The matrix manufacturing workshop is one of the most widely arranged intelligent workshops in modern manufacturing enterprises. It is usually divided into m sub-areas, each of which is responsible for producing a product. A fleet of homogeneous AGVs is waiting for the command from the control system and is ready to deliver cutters and production materials to n workstations (customers). Each AGV is equipped with multiple compartments, each of which is limited to a loading cutter or one production material. Each AGV starts from the depot, and passes several customers, and returns to the depot after delivery. The above characteristics illustrate that the MC-AGVS problem is a variant of the vehicle routing problem (VRP), but it is more complex due to many problem-specific characteristics such as multiple compartments, variable requirements, and multiple constraints. The VRP is an NP-hard problem [5], which means that the MC-AGVS problem is also an NP-hard problem. It is almost impossible for an NP-hard problem to get a solution by exact solution methods in a limited amount of computing time [6]. Heuristics and meta-heuristics, however, are highly appealed for solving such a problem within a reasonable time limit [7], [8], [9].

The first come first served (FCFS) method is commonly used in the modern industry.
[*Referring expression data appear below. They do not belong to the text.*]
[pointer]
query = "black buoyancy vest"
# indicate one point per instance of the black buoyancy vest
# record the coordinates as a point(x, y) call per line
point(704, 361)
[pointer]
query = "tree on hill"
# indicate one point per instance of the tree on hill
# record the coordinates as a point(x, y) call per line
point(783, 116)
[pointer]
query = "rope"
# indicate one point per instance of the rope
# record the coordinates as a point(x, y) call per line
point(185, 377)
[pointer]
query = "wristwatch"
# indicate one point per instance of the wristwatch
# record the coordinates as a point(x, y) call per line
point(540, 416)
In other words, customers who send the request first obtain the delivery of AGVs first. The FCFS method is a simple heuristic to reflect the production behavior of manufacturing workshops, but this method is not dependable because it might make AGVs repeatedly rush between customers, resulting in much time wasted on the road and most of the production materials left in the compartments. Although an acceptable solution can be obtained by using the FCFS method, this solution has still a lot of room for improvement. Hence, it is important to find out a highly effective approach to improve the delivery efficiency of AGVs and reduce their total cost. So far, Li et al. [10] propose an improved harmony search algorithm to solve a problem closely related to the MC-AGVS problem. The authors introduced three indicators such as the total travel distance of AGVs, the standard deviation of AGV workload, and the standard deviation of the difference between the latest delivery time and the predicted time of customers. Inspired by them, we also adopt three important indicators after determining the goal with the total cost minimization, namely travel cost, service cost, and cost of the vehicle involved.
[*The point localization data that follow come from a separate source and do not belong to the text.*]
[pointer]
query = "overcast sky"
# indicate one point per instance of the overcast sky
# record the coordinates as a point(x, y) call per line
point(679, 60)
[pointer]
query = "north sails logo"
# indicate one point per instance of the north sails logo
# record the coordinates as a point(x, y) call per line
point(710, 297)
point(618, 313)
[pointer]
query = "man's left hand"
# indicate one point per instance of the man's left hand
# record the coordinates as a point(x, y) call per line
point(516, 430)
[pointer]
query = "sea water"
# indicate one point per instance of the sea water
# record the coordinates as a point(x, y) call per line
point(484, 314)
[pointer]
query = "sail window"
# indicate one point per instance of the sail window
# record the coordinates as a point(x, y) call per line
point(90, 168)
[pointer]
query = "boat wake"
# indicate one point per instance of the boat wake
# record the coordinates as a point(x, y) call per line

Despite its wide practical applicability, the MC-AGVS problem has not received much attention in the literature so far. To fill the gap, in this study, we construct a mixed-integer linear programming model and propose an effective iterated greedy (IG) algorithm to solve the problem. The proposed algorithm includes some advanced techniques, i.e., accelerations for evaluating neighboring solutions; an improved nearest-neighbor-based constructive heuristic; an improved sweep-based constructive heuristic; an improved destruction procedure; as well as a simulated annealing-like acceptance criterion. Furthermore, we choose the FCFS method, Gurobi solver, and four well-performing algorithms from the literature on the problems closely related to our problem as the competitive algorithms. And then, a computational campaign is implemented based on 110 practical instances from a real-world factory. The results show the effectiveness of the proposed IG algorithm.
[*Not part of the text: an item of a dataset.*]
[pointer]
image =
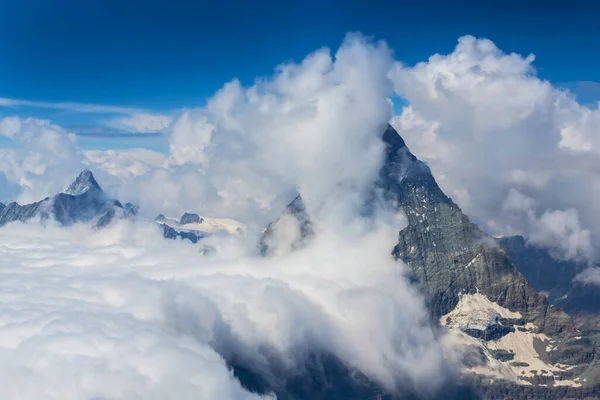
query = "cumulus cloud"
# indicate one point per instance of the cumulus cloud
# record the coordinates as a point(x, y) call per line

The remainder of this paper is organized as follows. In Section 2, we review the literature on the problems closely related to the MC-AGVS problem. Section 3 formulates the MC-AGVS problem and establishes a mixed-integer linear programming model. In Section 4, an effective iterated greedy algorithm is presented. Section 5 reports the computational results and comparisons. Finally, the concluding remarks are provided in Section 6.